A CISOs Practical Guide to Storage and Backup Ransomware Resiliency

Storage and Backup Ransomware Resilience

One thing is clear. “business value” The amount of data continues to grow and has become an organization’s primary intellectual property.

From a cyber risk perspective, attacks on data are the most prominent threats to organizations.

Regulators, cyber insurers, and auditors are paying more attention to the integrity, resilience, and recoverability of organizational data than just the IT infrastructure and systems that store it.

What impact does this have on the security of my storage and backup systems?

Just a few years ago, few CISOs thought storage and backups mattered. Today that is no longer the case.

Ransomware has pushed backup and recovery back onto the IT and corporate agenda.

Cybercriminals like Conti, Hive, and REvil target storage and backup systems to thwart restores.

Some ransomware (such as Locky and Crypto) now bypass production systems entirely and target backups directly.

This has forced organizations to reexamine potential holes in their safety nets by revising their storage, backup, and data recovery strategies.

CISO Perspective

We interviewed eight CISOs for insight into new storage, backup, and data protection methods. Here are some of the lessons learned.

Source: CISO Perspective: The Ever-Changing Role of Data and its Implications for Data Protection and Storage Security (Continuity)

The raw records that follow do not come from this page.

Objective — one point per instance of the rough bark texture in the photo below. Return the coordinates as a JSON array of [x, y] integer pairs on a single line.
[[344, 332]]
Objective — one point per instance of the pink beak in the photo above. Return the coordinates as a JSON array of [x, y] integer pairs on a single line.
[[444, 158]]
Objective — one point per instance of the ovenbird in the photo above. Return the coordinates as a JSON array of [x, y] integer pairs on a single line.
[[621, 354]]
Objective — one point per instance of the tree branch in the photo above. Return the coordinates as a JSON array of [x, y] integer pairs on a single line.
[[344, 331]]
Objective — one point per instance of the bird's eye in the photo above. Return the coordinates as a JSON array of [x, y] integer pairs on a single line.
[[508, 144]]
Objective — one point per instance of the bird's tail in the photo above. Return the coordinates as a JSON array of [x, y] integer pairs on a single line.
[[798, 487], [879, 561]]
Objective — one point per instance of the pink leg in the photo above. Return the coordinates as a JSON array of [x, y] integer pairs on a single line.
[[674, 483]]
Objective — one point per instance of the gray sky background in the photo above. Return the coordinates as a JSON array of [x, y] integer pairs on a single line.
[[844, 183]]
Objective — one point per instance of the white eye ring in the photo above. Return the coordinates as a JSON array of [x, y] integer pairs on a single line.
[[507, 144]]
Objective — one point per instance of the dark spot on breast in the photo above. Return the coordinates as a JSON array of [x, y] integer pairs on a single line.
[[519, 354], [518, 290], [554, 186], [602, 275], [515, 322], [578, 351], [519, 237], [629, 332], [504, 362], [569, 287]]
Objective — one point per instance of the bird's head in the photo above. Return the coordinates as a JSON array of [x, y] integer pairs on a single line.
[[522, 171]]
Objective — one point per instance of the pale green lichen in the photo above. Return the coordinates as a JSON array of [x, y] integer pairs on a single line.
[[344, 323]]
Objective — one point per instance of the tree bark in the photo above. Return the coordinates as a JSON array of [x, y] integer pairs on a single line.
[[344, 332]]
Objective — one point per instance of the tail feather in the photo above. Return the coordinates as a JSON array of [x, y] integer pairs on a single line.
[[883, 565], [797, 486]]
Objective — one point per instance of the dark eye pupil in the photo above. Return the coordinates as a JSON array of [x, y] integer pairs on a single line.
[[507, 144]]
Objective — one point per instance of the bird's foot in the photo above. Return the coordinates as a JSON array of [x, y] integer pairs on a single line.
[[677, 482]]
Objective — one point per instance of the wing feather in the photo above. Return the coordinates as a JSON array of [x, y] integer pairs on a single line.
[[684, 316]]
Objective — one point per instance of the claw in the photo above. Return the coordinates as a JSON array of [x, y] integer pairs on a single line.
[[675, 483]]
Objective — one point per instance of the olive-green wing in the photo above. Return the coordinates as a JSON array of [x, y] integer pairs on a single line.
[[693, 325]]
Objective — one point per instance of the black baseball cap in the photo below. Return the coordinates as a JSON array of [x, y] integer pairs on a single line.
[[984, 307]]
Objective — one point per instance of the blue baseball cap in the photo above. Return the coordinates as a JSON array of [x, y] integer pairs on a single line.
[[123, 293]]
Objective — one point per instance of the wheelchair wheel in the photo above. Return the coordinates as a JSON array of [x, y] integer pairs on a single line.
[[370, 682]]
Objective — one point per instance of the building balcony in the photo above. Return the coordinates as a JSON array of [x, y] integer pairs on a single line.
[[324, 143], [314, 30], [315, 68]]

CISOs are concerned about the rise of ransomware. We are concerned not only with the proliferation of attacks, but also with their increasing sophistication.Attackers have found this to be the single biggest determinant of whether a company will pay the ransom, so storage and backup environments are now under attack.say George YeapenGroup CIO (and former CISO) of Petrofac,

John MeakinGlaxoSmithKline, BP, Standard Chartered and Deutsche Bank believes:Data encryption is important, but not sufficient to protect an organization’s core data. Storage If an attacker finds a way into her system (because data encryption alone can’t stop them), they can delete and compromise petabytes of data, encrypted or not, to You are free to cause serious damage. This also includes snapshots and backups.

Without proper storage, backup, and data recovery strategies, your organization has little chance of surviving a ransomware attack, even if you pay the ransom.

Shared Responsibility – CISO vs. Storage and Backup Vendors

Storage and backup vendors provide great tools for managing infrastructure availability and performance, but they don’t do the same for security and configuration of the same systems.

Some storage and backup vendors publish security best practice guides. However, implementing and monitoring security features and configurations is the responsibility of the organization’s security department.

However, there are many cyber resilience initiatives underway. These include:

Current ransomware resilience initiatives for storage and backup:

Air-gapped data copy

Adding an air gap means separating backups from production data. This means that if your production environment is compromised, an attacker will not have immediate access to your backups.

You can also keep your storage accounts separate.

Storage snapshots and replication

Snapshots record the live state of your system in another location, whether on-premises or in the cloud. So, if ransomware gets into a production system, it has a good chance of being replicated in copies.

Immutable storage and vaults

Immutable storage is the easiest way to protect your backup data. Data is stored in a WORM (Write Once Read Many) state and cannot be deleted for a pre-specified period of time.

The policy is set at the backup software or storage level and means that backups cannot be modified or encrypted.

Immutability helps remediate cyberthreats, but it doesn’t reliably prevent them.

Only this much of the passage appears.